Step 1: 41. J of heat is added to the gas, and 20. J of expansion work is performed.
Step 2: 60. J of heat is removed from the gas as the gas is compressed back to the initial state.
Calculate the work for the gas compression in Step 2.
To calculate the work for the gas compression in Step 2, we can use the first law of thermodynamics, which states that the change in internal energy of a system is equal to the heat added to the system minus the work done by the system.
We are given the following information:
- In Step 1, 41 J of heat is added to the gas, and 20 J of expansion work is performed.

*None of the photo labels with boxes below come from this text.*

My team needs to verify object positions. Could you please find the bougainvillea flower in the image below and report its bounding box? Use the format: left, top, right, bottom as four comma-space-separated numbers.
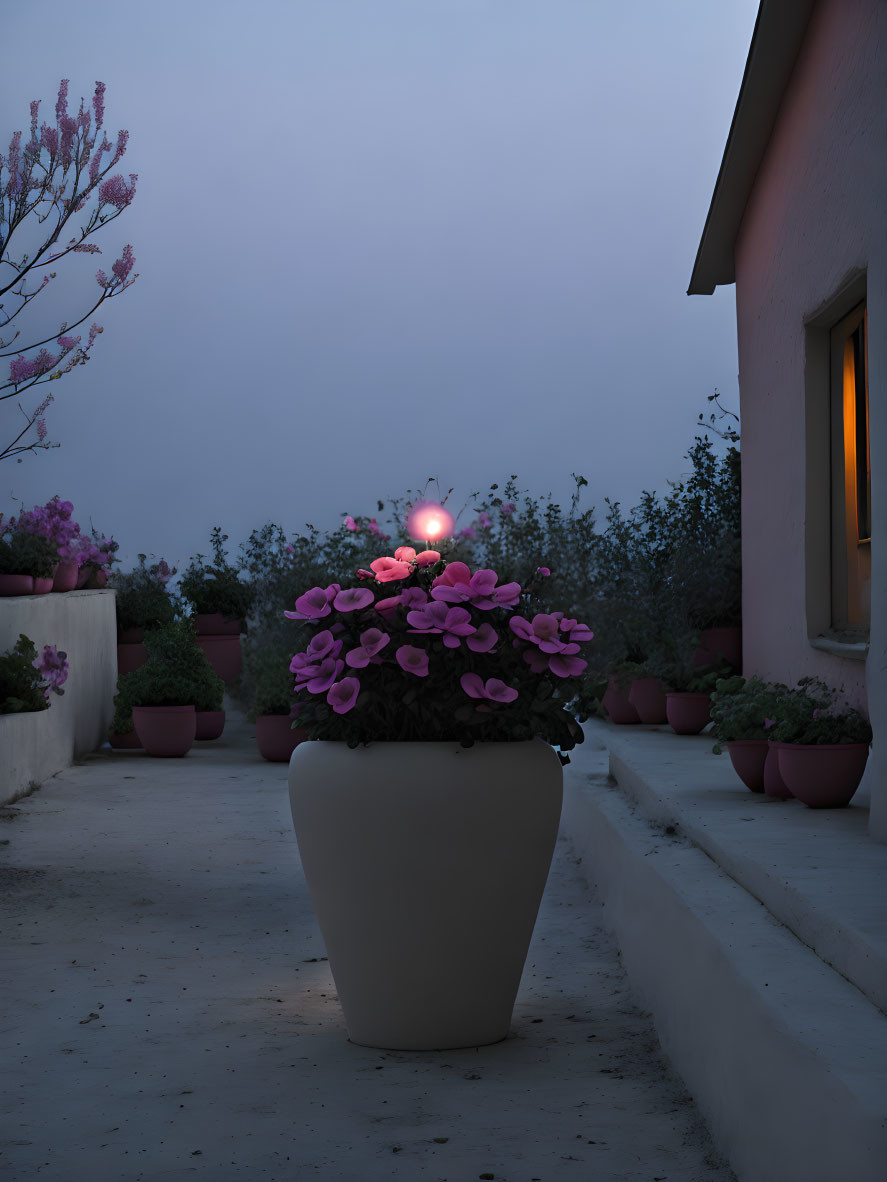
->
305, 628, 342, 661
326, 677, 361, 714
561, 619, 595, 644
407, 603, 475, 649
332, 587, 374, 611
345, 628, 391, 669
370, 558, 413, 583
400, 587, 428, 608
459, 673, 518, 702
284, 587, 332, 619
465, 621, 499, 652
395, 644, 428, 677
305, 657, 345, 694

- In Step 2, 60 J of heat is removed from the gas as the gas is compressed back to the initial state.
Now, let's calculate the work for the gas compression in Step 2.
Since we have the heat transfer and we want to find the work done, we can use the first law of thermodynamics to express the change in internal energy:
ΔU = Q - W
Where:
ΔU is the change in internal energy
Q is the heat added to the system
W is the work done by the system
In Step 1, the net heat added to the system can be calculated as follows:
Q1 = Q_in - Q_out
= 41 J - 0 J
= 41 J
The work done by the system in Step 1 is given as 20 J.

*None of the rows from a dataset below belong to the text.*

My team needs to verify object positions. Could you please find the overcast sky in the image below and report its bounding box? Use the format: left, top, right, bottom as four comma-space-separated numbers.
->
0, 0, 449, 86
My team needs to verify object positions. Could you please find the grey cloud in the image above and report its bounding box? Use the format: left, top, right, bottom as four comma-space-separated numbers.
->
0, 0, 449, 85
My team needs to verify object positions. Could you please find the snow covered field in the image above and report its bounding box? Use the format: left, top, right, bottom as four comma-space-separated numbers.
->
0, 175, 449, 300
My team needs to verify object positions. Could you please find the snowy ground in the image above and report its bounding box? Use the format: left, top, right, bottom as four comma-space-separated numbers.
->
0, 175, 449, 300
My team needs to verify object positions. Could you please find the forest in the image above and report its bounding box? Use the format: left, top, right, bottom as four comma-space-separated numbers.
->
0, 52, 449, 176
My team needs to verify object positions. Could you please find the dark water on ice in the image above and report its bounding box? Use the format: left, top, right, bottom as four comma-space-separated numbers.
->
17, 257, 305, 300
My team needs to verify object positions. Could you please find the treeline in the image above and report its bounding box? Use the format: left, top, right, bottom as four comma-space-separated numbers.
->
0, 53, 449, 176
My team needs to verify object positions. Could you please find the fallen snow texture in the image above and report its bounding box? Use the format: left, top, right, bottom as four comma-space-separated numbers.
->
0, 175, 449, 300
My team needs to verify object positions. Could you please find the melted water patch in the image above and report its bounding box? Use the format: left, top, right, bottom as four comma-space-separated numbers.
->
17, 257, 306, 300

Therefore, the change in internal energy in Step 1 can be calculated as:
ΔU1 = Q1 - W1
= 41 J - 20 J
= 21 J
Now, in Step 2, the heat removed from the system is given as 60 J. Therefore, we can write:
Q2 = -60 J
We want to find the work done by the system in Step 2, so we can rearrange the first law of thermodynamics equation as follows:
ΔU2 = Q2 - W2
⇒ W2 = Q2 - ΔU2
Substituting the values, we get:
W2 = -60 J - 21 J
= -81 J
Therefore, the work done for the gas compression in Step 2 is -81 J (negative sign indicates work done on the gas).
Note: The negative sign indicates that work is done on the gas during compression, rather than being done by the gas.